The Institute for Supply Management said its index of national factory activity dipped to 50.8 from 51.6 the month before, coming in below forecasts for an improvement to 52.0, according to a Reuters poll of economists.
A reading below 50 indicates contraction in the manufacturing sector, while a number above 50 means expansion.
New orders rose to 52.4 from 49.6, while the prices paid index fell to its lowest since April 2009 at 41.0 from 56.0. The employment index eased to 53.5 from 53.8.
There is no question that manufacturing activity has slowed a bit in response to the weakness that we are seeing out of Europe, said Mark Vitner, senior economist at Wells Fargo Securities in Charlotte, North Carolina.
What this report really highlights is that the economy is really still stuck in slow growth mode and we are unlikely to shake that any time soon.
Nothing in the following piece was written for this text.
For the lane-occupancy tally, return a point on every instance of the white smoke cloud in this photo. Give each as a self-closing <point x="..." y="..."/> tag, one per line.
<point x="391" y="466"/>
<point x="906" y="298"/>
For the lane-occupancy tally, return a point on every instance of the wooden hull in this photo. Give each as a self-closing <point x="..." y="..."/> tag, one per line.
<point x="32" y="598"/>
The slowdown in the U.S. manufacturing sector followed data on Tuesday showing similar trends in Canada, Britain and China suggesting the pace of economic growth is continuing to slow.
Factory activity in Asia's big export economies slowed to its weakest rate in nearly three years in October, while a sharp decline in British manufacturing provided the latest sign that Europe is on the brink of recession.
We're starting to see a broader slowdown globally. You had global activity moving along at a reasonable pace but that's starting to fade, said Tom Porcelli, chief economist at RBC Capital Markets in New York.
In other U.S. data on Tuesday, growth in U.S. construction spending slowed in September as governments cut back on building and maintaining schools and public transportation, a government report showed.
Total construction spending rose 0.2 percent to an annual rate of $787.21 billion, the Commerce Department said.
Economists polled by Reuters had forecast a 0.3 percent increase after August construction spending rose by an upwardly revised 1.6 percent.
Spending on public construction fell 0.6 percent in September, with cuts felt across government departments from healthcare and schools to public safety and conservation.
Federal spending dropped 6.8 percent, its steepest decline since December of last year. State and local outlays edged up 0.1 percent.
In the private sector, construction spending rose 0.6 percent, with residential spending up 0.9 percent and nonresidential spending up 0.3 percent.
Total construction spending was down 1.3 percent from September of last year, hurt by a 9.2 percent decline in public sector outlays. Private spending was up 3.9 percent on the year.